Accrington cancer screening – comment by Thompsons Solicitors18 September 2009
Breast cancer is commonest fatal cancer for women between 35 and 54
Until 1988 breast cancer was the commonest cause of cancer deaths among women in the UK. It is now in second place, after lung cancer. However in women who die between 35 and 54 it remains the commonest fatal cancer.
It was in 1988 that the first breast screening programme was set up. Women over 50 were invited for screening mammograms. Currently about 75% of women take up the offer. Some of the screening showed lumps which on testing proved to be benign, but it still led to 14,000 cancers being detected in 2004/5.
Treatment of breast cancer has good success rates when it is detected early. If allowed to grow undetected however the tumour grows and invades surrounding tissue and the chances of successful treatment, usually measured by reference to survival 5 years after diagnosis, are poorer.
The screening programme itself has been controversial. Statisticians argue about the significance of long term studies. Some argue that the process causes women unnecessary anxiety as so many benign lumps are found. Others that even the malignancies found are so slow growing that the treatment is unnecessary and the programme is not cost effective. There is no doubt, however, that many women are thankful that their cancers were picked up early enough for treatment.
Suspicious signs have been missed
The tragedy is when women have been for screening and suspicious signs have been missed. When a woman who has been screened and reassured later develops a breast cancer the earlier films are often taken out and reviewed. In other centres sample films may be checked. In these sometimes tragic cases, it can be seen that the radiologist missed a lump that, even allowing for the wisdom of hindsight, was clearly there to be seen. In Accrington a whole series of such errors has been detected. In other areas, single cases, not infrequently, come to light.

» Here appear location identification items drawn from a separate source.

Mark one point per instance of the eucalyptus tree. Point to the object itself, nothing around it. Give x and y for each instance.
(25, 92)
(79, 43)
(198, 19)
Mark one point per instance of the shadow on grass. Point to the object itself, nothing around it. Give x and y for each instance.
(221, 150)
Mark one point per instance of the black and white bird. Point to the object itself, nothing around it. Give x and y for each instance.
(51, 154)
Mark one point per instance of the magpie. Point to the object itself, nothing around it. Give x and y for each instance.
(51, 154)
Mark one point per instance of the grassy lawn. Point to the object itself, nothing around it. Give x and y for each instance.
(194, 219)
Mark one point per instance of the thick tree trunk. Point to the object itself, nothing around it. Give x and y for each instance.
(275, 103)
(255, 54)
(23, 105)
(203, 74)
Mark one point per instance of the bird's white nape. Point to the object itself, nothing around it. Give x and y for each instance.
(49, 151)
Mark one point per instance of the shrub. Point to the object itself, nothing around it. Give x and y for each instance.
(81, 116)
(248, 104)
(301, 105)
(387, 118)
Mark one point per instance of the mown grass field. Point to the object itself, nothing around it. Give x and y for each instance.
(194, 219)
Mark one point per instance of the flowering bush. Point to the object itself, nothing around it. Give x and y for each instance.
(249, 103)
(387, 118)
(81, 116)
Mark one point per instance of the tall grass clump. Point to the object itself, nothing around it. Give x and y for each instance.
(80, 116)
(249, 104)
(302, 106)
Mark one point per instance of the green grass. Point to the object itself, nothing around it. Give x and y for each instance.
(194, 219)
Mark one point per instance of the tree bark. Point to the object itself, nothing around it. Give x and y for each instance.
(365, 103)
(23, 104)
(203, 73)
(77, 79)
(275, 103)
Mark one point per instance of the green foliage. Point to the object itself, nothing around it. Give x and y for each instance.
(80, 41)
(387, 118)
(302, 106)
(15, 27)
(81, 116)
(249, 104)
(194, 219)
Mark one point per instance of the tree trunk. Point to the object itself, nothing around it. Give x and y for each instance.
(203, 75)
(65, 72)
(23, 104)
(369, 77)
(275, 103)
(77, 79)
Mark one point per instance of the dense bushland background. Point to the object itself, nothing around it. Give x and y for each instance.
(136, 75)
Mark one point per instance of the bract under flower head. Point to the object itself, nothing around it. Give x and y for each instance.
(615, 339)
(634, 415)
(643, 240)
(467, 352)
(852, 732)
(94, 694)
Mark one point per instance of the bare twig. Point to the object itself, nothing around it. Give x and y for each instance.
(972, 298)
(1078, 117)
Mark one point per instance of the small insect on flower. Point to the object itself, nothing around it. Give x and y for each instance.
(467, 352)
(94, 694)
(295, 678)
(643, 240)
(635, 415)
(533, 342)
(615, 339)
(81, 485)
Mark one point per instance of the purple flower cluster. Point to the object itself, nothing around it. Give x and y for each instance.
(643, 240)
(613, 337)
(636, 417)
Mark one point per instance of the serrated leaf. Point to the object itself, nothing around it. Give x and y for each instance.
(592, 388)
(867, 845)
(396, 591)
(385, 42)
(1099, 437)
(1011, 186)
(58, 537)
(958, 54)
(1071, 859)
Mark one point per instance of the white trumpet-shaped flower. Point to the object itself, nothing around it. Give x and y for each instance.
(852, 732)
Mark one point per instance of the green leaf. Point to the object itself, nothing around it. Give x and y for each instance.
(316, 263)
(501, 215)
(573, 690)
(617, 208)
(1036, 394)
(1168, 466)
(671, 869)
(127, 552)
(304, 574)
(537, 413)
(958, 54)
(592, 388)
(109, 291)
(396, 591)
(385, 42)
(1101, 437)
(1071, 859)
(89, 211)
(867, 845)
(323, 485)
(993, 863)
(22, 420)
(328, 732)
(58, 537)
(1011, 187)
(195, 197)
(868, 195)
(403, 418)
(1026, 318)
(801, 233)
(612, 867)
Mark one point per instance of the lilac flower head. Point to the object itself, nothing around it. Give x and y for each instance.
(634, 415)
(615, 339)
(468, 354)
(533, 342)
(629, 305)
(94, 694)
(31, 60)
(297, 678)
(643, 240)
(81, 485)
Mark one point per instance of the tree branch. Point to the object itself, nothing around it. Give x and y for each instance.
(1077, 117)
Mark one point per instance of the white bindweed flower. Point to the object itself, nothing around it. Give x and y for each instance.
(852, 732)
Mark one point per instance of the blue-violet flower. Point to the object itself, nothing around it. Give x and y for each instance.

A delay of up to six months may make no provable difference to the outcome or prognosis, though, of course, it causes the patient enormous anxiety. A longer delay than that, however, can mean that the whole breast has to be removed (mastectomy) where earlier only the lump needed to be cut out, and in other cases the spread of the tumour may mean a woman undergoing the miseries of chemotherapy which might have been avoided.
In some cases the delay has led to metastases – secondary cancers in other organs – developing, where the outcome is inevitably fatal. These women have to cope with the knowledge, not just that they face premature death from the disease, but that this could have been avoided but for doctor error.
As experienced compensation solicitors in the clinical negligence field, Thompsons have been successful in these fatal cases – and in other failures of diagnosis and treatment with a wide spectrum of consequences.